Summary
How photographs became art: »Paragons & Afterimages« – the pair of terms refers to correlations between images, but also to their production, where reference is made to already existing images. In the art academies and schools of applied arts in the 19th and early 20th century, photographs served as »models« or »paragons« and served as their individual didactic type of image. Photographic reference material was an important aid in the creative practice of aspiring artists; and in the course of their use, »afterimages« were created in art classes: paintings, sculptures, drawings and graphics. The archives of the Berlin University of the Arts have preserved a unique and valuable photographic teaching collection that dates back to the 1850s and had already been created at the predecessor institutions, the Berlin Art Academy and the leading School of Decorative Arts. With approximately 25,000 individual photographic prints, and additional bundles and albums, this collection is unique in Germany. Hardly noticed for a long time, it has in recent years been archivally and scientifically reviewed. This collection is presented for the first time in this book and with the exhibition organized by the Münchner Stadtmuseum. The most common pictorial motifs include art reproductions, landscapes, nature studies of water, clouds, trees, plants, rocks etc., architecture, still lifes of fruits, glass etc., portraits, genre scenes as well as tableaux vivants, nudes and animal studies, oriental and historical representations. The original studies – distributed in France as »études d'après nature« – are by well-known European and American photographers, among them: Fratelli Alinari, Ottomar Anschütz, Karl Blossfeldt, Adolphe Braun, Eugène Cuvelier, Georg Maria Eckert, Constantin Famin, Wilhelm von Gloeden, Albert Renger-Patzsch, Jakob August Lorent, Gustave le Gray, James Robertson, Henry Peach Robinson, Giorgio Sommer, Carleton Watkins.
Author Biography
Ludger Derenthal is director of the Museum of Photography in Berlin and curator of numerous exhibitions on the history and recent photography. His special approach in the volume PARAGONS AFTERIMAGES is the work of Albert Renger-Patzsch and the New Vision.
Anastasia Dittmann, MA in art history, Italian studies, and English studies at the University of Marburg. From 2009–2011, instructor as the Marburg Institute for Art History.

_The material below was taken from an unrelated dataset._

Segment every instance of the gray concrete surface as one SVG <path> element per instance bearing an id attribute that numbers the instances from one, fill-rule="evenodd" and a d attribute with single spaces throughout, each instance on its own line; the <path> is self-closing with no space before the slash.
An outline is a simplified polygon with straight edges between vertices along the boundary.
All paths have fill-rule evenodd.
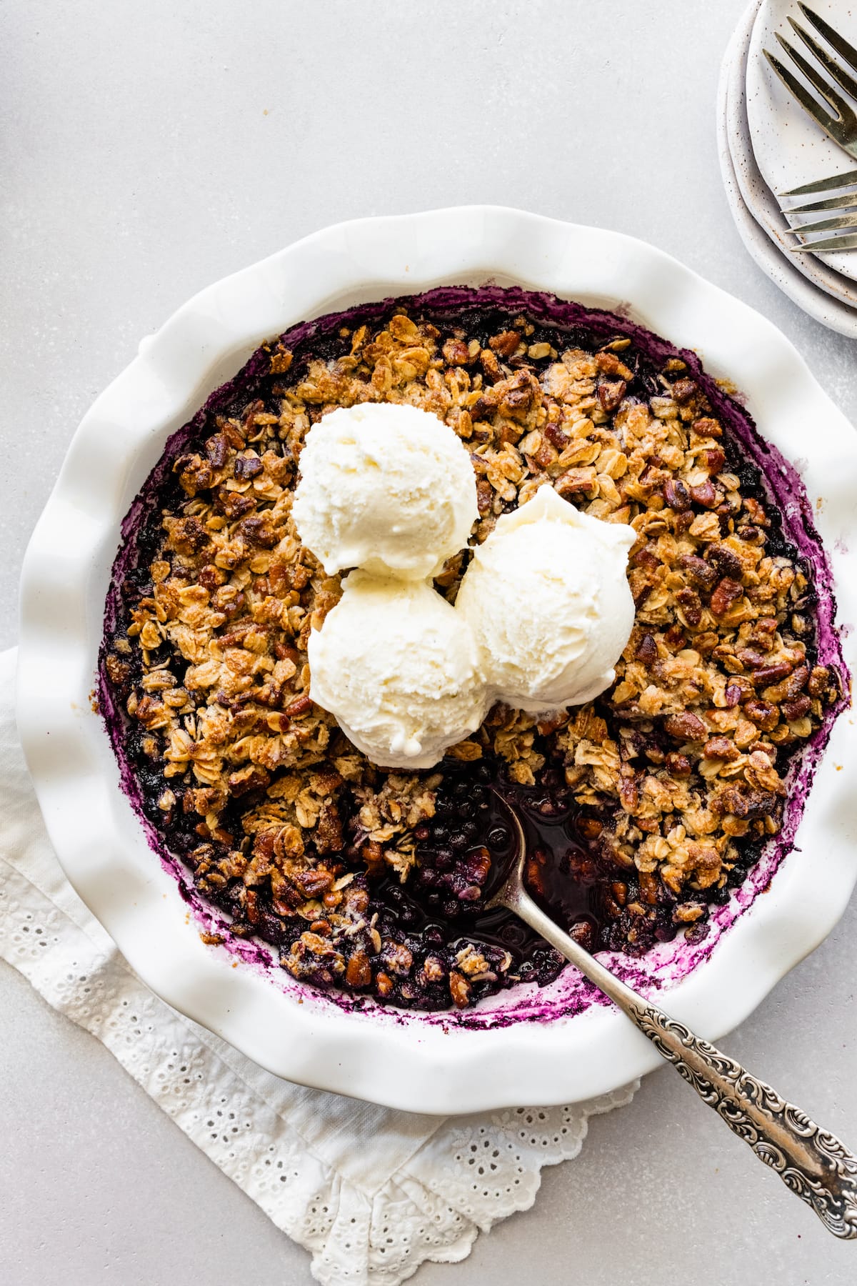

Since 2007, has worked in various data bank projects at the German Documentation Center for Art History-Image Archive Photo Marburg, including the construction of a virtual slide library of church architecture and contemporary ecclesiastical art, and cataloging the papers of Reinhart Koselleck.
Monika Faber was curator at the Albertina in Vienna and is now curator at the photoinstitute Bonartes. Her focus in PARGONS AFTERIMAGES is on the Cairo travels of Bohemian Austrian photographers.
Antje Kalcher is scientific research specialist at the archive of the Berlin University, her contribution to PARAGONS AFTERIMAGES is an exact overview of the historical documentary material.
Hubert Locher is professor of art history in Marburg. His scientific work focuses art theory of photography. 2013 he was guest scholar at the Getty Research Institute Los Angeles, since 2015 he is Senior Research Fellow at the Institute of Advanced Study at Durham, UK. In his contribution to PARAGONS AFTERIMAGES he focuses on History Painting and Photography.
Kristina Lowis is a curator and art historian who publishes books on art and cultural studies. Her main focus is the Bauhaus history and its aesthetic manifestations. In PARAGONS AFTERIMAGES she is focusing on the expansion of the study of the nude through photography.
Ulrich Pohlmann is head and chief curator of the Photography Collection at the Munich Stadtmuseum. The Photography Museum (now Photography Collection) was opened in 1963. With over 850,000 photos, it ranks among the leading collections in Europe. Although its main focus is on photography up to 1980, the collection is being consistently expanded to include contemporary themes as well. Ulrich Pohlmann is heavily influential in the German reception of photography in the last 40 years, and he is editor of several impressive books.
Dietmar Schenk leads the archive of the Berlin University since 1991, and he is the head of the Photographic Collection from the University, which also includes the Karl Blossfeldt Collection. He has published numerous works on scientific archival questions, since years he is curating shows with archival material of the University’s collections.